Sir, in view of the recent published guidelines regarding the management of trigeminal neuralgia by the Royal College of Surgeons of England,1 we wanted to bring a recent case to your attention.
An adult male attended an oral medicine department with complaints of an intermittent, shooting, unilateral pain radiating along the left maxilla towards the left nose and upper lip. Episodes could last up to five minutes, and he reported many sleepless nights resulting in fatigue throughout the day. Liaison with his GP had resulted in carbamazepine being prescribed which provided some symptom resolution.
After a sustained period of delay, he eventually attended his oral medicine consultation, describing his pain as having now settled. He reported side effects relating to the carbamazepine. No imaging was arranged. Following a further review, pain severity had now intensified. Oxcarbazepine and then gabapentin were both trialled, neither successful with unpleasant side effects reported.

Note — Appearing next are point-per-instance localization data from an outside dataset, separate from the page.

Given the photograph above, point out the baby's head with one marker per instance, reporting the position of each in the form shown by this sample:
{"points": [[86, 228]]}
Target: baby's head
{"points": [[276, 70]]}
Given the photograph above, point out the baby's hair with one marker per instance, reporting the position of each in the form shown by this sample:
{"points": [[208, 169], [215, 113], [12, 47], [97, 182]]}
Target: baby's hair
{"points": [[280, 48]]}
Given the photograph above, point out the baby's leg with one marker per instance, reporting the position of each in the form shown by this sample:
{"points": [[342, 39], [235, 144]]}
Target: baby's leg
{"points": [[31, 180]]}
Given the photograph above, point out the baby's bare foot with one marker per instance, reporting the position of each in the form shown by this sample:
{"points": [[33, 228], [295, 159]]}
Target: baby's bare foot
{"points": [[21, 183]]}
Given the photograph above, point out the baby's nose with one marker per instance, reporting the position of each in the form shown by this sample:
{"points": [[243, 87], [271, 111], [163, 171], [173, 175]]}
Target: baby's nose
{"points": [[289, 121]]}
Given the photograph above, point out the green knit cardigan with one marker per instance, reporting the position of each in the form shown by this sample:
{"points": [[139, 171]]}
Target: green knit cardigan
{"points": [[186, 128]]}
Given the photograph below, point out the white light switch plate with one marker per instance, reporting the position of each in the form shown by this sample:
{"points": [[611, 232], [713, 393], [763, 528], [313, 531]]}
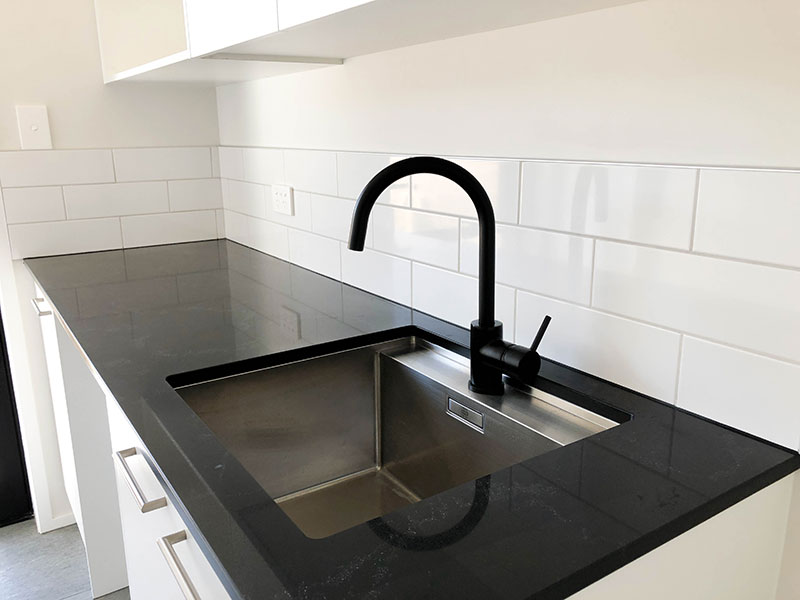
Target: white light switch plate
{"points": [[34, 128], [283, 199]]}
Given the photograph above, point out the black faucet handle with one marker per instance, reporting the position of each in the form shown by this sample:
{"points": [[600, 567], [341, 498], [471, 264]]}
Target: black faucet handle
{"points": [[540, 334]]}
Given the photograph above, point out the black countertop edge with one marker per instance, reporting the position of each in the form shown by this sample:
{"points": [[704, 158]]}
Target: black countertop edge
{"points": [[141, 335]]}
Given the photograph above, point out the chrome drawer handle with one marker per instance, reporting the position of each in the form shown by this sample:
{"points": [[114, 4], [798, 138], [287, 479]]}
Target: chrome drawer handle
{"points": [[167, 546], [39, 311], [144, 504]]}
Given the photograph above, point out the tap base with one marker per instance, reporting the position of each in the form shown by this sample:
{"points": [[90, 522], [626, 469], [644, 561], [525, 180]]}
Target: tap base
{"points": [[484, 379]]}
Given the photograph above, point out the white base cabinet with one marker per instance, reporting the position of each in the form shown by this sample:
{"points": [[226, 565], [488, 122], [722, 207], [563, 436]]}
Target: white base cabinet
{"points": [[163, 559], [85, 448]]}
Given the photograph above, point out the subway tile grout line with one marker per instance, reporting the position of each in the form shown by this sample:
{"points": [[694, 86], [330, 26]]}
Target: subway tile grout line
{"points": [[518, 220], [126, 215], [678, 370], [591, 273], [612, 163], [521, 159], [695, 209]]}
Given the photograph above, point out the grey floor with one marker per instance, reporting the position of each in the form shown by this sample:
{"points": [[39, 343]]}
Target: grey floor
{"points": [[45, 567]]}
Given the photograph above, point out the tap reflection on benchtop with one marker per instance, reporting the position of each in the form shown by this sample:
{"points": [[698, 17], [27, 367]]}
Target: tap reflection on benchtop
{"points": [[549, 525]]}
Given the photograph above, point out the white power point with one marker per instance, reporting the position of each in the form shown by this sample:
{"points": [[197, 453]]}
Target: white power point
{"points": [[34, 128], [283, 199], [289, 321]]}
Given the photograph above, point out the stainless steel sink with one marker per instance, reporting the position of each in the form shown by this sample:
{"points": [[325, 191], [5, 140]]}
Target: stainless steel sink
{"points": [[340, 439]]}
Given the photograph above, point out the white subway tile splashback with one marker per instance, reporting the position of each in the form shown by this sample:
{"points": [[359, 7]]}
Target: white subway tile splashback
{"points": [[169, 228], [331, 216], [315, 252], [195, 194], [115, 199], [64, 237], [55, 167], [454, 298], [245, 198], [745, 305], [29, 205], [267, 237], [263, 165], [231, 163], [311, 171], [752, 215], [215, 162], [651, 205], [381, 274], [355, 169], [220, 223], [743, 390], [237, 228], [424, 237], [631, 354], [554, 264], [500, 179], [148, 164]]}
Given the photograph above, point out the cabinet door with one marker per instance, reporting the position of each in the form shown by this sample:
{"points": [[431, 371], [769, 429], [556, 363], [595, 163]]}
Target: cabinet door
{"points": [[214, 25], [97, 507], [295, 12], [163, 559]]}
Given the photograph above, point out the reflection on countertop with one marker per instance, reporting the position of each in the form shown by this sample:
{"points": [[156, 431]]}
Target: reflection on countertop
{"points": [[552, 524]]}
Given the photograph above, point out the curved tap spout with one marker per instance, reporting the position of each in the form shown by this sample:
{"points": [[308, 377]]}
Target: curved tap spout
{"points": [[467, 182], [490, 356]]}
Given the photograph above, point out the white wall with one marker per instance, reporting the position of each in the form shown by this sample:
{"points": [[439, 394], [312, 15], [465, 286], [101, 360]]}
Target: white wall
{"points": [[51, 56], [663, 272], [710, 82]]}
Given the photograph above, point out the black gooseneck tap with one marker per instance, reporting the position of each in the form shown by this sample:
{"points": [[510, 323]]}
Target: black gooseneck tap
{"points": [[491, 357]]}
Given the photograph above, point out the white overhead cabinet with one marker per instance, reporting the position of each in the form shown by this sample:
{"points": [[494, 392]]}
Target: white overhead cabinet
{"points": [[212, 24], [216, 42]]}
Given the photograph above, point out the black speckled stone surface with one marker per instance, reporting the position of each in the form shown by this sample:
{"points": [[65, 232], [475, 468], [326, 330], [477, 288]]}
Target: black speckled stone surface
{"points": [[552, 524]]}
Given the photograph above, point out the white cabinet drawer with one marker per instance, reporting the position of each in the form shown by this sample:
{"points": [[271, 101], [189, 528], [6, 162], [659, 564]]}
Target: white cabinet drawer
{"points": [[163, 559]]}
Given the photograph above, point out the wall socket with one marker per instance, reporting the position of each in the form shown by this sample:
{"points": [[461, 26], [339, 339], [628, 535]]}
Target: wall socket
{"points": [[283, 199], [34, 128]]}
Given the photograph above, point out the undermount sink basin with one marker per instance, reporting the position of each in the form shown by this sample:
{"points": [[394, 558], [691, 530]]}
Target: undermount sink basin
{"points": [[343, 438]]}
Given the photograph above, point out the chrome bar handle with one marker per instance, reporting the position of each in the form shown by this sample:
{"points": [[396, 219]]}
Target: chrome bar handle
{"points": [[144, 504], [167, 546], [39, 311]]}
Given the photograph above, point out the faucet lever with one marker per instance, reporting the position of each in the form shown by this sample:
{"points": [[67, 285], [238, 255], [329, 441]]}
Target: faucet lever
{"points": [[540, 334]]}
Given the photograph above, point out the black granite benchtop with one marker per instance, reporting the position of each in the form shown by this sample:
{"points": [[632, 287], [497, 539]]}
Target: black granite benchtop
{"points": [[553, 524]]}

Given the reoccurrence, an MRI brain scan was requested in line with trigeminal protocol.1 A report revealed a left petrous apex meningioma with mass effect of the left trigeminal nerve cisternal course. His trigeminal neuralgia was diagnosed as being secondary to an intracranial meningioma.2 Surgical resection of this tumour was recommended by his neurologist, which could result in resolution of his facial symptoms.3
Guidelines released by the Royal College of Surgeons of England supports MRI as the imaging modality of choice for screening of trigeminal neuralgia aetiology.1 Up to 10% of patients presenting with trigeminal neuralgia have a secondary causal pathology such as a brain tumour, multiple sclerosis, or vascular malformations.1 These can be identified through neuroimaging.1 The following symptoms, as identified in this case, may indicate intracranial pathology: lack of response to pharmalogical treatments, increase in pain severity over time and continuous interrupted sleep patterns.
Trigeminal neuralgia is often mis-diagnosed as migraines, post-herpetic neuralgia, TMD and dental aetiology.1 This case highlights that even in sustained pain-free episodes, if the patient's history is consistent with trigeminal neuralgia, then there should be a low threshold for requesting imaging. Dental practitioners reviewing patients with confirmed trigeminal neuralgia may wish to confirm whether an MRI of the brain has been performed previously.
Faculty of Dental Surgery of the Royal College of Surgeons of England. Guidelines for the management of trigeminal neuralgia. 2021. Available at: https://www.rcseng.ac.uk/-/media/files/rcs/fds/guidelines/trigemina-neuralgia-guidelines_2021_v4.pdf (accessed February 2023).
Niwant P, Motwani M, Naik S. Atypical trigeminal neuralgia secondary to meningioma. Case Rep Dent 2015; doi: 10.1155/2015/462569.
Castro M R H, Magill S T, Morshed R A et al. Facial pain and sensory outcomes following resection of tumors compressing the trigeminal nerve. J Neurosurg 2021; 136: 1119-1127.